Allo stesso modo del cane, Burbero, anche la persona con cui Nat instaurerà una relazione amorosa appare pioverle dal cielo. Andreas (Hovik Keuchkerian), soprannominato “il tedesco”, appare l’unico abitante a vivere non curandosi dei pettegolezzi del paese (finendo così per alimentarli), non a caso è l’unico a parlare in modo schietto e, talvolta, brusco. Una specie di eremita che, nonostante venga rifiutato dal tessuto sociale del paese, appare essere iper presente all’interno delle vite di tutte quelle “persone per bene”. Proprio facendo sfoggio della sua franchezza caratteristica, l’uomo si offrirà di aggiustare le perdite del tetto in cambio di un favore di natura sessuale. Nat rifiuta ma, spinta da quella che appare come una necessità stringente, finisce per acconsentire. Il rapporto si svolge in modo meccanico e viene vissuto in modo estraniato dalla protagonista. Eppure, inaspettatamente, sarà proprio Nat a voler continuare e approfondire la loro conoscenza anche dopo la buona riuscita dei lavori.

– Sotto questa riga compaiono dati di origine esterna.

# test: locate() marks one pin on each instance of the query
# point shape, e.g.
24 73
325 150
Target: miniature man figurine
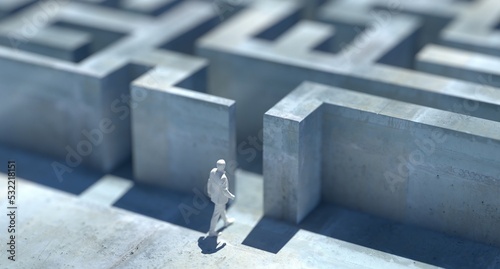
219 194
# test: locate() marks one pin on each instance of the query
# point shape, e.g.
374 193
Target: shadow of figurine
209 245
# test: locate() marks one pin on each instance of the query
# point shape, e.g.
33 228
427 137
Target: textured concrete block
402 161
178 134
460 64
475 28
261 39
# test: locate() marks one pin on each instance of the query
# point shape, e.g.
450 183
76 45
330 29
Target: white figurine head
221 165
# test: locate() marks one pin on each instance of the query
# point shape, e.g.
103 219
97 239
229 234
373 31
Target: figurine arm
226 192
209 189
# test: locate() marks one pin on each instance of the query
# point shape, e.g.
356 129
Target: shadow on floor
270 235
399 239
192 211
40 169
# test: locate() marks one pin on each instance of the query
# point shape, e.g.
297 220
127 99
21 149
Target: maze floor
112 222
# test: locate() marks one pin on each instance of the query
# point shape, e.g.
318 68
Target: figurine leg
227 221
218 209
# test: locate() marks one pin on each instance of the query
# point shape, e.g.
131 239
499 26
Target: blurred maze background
358 134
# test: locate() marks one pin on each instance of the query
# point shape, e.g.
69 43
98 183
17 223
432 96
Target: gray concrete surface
397 160
377 62
178 134
59 230
69 100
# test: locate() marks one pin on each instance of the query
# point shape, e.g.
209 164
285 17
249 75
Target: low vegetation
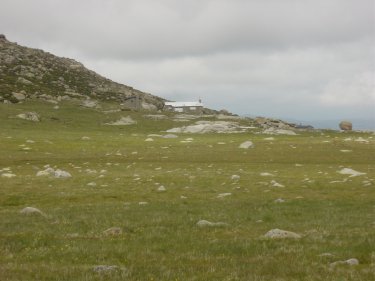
130 209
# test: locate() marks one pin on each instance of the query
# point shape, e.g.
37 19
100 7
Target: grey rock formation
31 116
346 125
281 234
42 74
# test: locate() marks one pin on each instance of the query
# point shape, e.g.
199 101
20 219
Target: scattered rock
360 139
276 184
105 268
32 211
326 255
62 174
281 234
246 145
267 174
273 131
123 121
202 127
113 231
155 116
31 116
161 188
8 175
350 172
222 195
53 173
235 177
204 223
90 103
350 262
170 136
19 96
346 125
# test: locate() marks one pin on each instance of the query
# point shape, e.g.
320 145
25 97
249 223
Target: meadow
156 191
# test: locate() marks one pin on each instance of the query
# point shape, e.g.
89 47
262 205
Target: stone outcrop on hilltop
27 73
346 125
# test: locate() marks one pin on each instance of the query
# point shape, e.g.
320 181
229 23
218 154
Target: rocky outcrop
346 125
27 73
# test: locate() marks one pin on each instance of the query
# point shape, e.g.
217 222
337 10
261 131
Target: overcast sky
302 59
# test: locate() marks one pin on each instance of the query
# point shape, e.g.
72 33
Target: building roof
184 104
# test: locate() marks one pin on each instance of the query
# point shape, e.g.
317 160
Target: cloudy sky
301 59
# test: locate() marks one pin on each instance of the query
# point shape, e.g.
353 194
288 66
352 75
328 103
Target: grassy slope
161 240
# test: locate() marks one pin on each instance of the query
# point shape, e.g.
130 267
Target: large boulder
31 116
19 96
346 125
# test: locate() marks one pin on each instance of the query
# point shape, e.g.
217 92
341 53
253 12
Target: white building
184 107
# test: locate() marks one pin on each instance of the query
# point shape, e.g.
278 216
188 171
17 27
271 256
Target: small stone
235 177
113 231
281 234
276 184
350 172
267 174
222 195
62 174
8 175
162 188
205 223
170 136
326 255
32 210
105 268
31 116
46 172
246 145
350 262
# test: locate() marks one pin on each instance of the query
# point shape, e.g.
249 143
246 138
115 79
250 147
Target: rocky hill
27 73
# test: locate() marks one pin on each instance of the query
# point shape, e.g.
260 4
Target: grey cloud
153 29
267 57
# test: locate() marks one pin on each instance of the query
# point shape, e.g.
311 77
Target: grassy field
115 179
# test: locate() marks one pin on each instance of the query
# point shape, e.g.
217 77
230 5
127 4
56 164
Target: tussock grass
160 240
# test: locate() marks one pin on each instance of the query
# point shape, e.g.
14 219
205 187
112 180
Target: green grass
160 240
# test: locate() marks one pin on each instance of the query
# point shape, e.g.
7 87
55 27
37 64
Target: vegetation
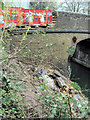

In paese la notizia inizia a passare di bocca in bocca fino ad arrivare alla diretta interessata attraverso un’ambiguo dialogo con Piter, che, decisamente geloso ma anche in qualche modo ferito, sembra voler instillare in lei la convinzione che la neonata relazione è destinata a finire. Nonostante le allusioni, il rapporto tra Nat e Andreas va a gonfie vele, i due sembrano capirsi profondamente fino a quando il “non detto” che sembra impegnare profondamente sia l’ambiente esterno (il villaggio) che quello interno (la loro relazione), scaturisce prepotentemente. Andreas viene mostrato più volte coinvolto in azioni che appaiono a Nat sempre più enigmatiche, di conseguenza la donna cerca di capire la situazione tra appostamenti maldestri e continue chiamate portando l’uomo a troncare ogni tipo di rapporto.

Nat è spenta e apatica ma il suo dolore viene interrotto dalle continue molestie – fisiche e non – di Piter e dell’affittuario di casa che in maniera completamente opposta cercheranno di convincerla a donarsi a loro. La situazione si complica ulteriormente quando Nat apprende la notizia che, in sua assenza, Burbero ha attaccato una bambina del villaggio e che, per questo motivo, verrà presto soppresso. Il finale però lascia ben più di un barlume di speranza per la protagonista che, in un momento estemporaneo rispetto al flusso della narrazione, con una danza che appare quasi tribale, richiama a sé l’amore che è riuscita a guadagnarsi, ovvero quello del suo cane Burbero. Un amor è, dunque, un film decisamente imprevedibile che lascia spazio a differenti interpretazioni riguardo gli avvenimenti narrati, che, facendoci entrare nei panni della protagonista, ci mostra uno spaccato di umanità decisamente sfaccettato (al limite dell’ermetico) dove il confine tra paranoia e realtà appare poco definito.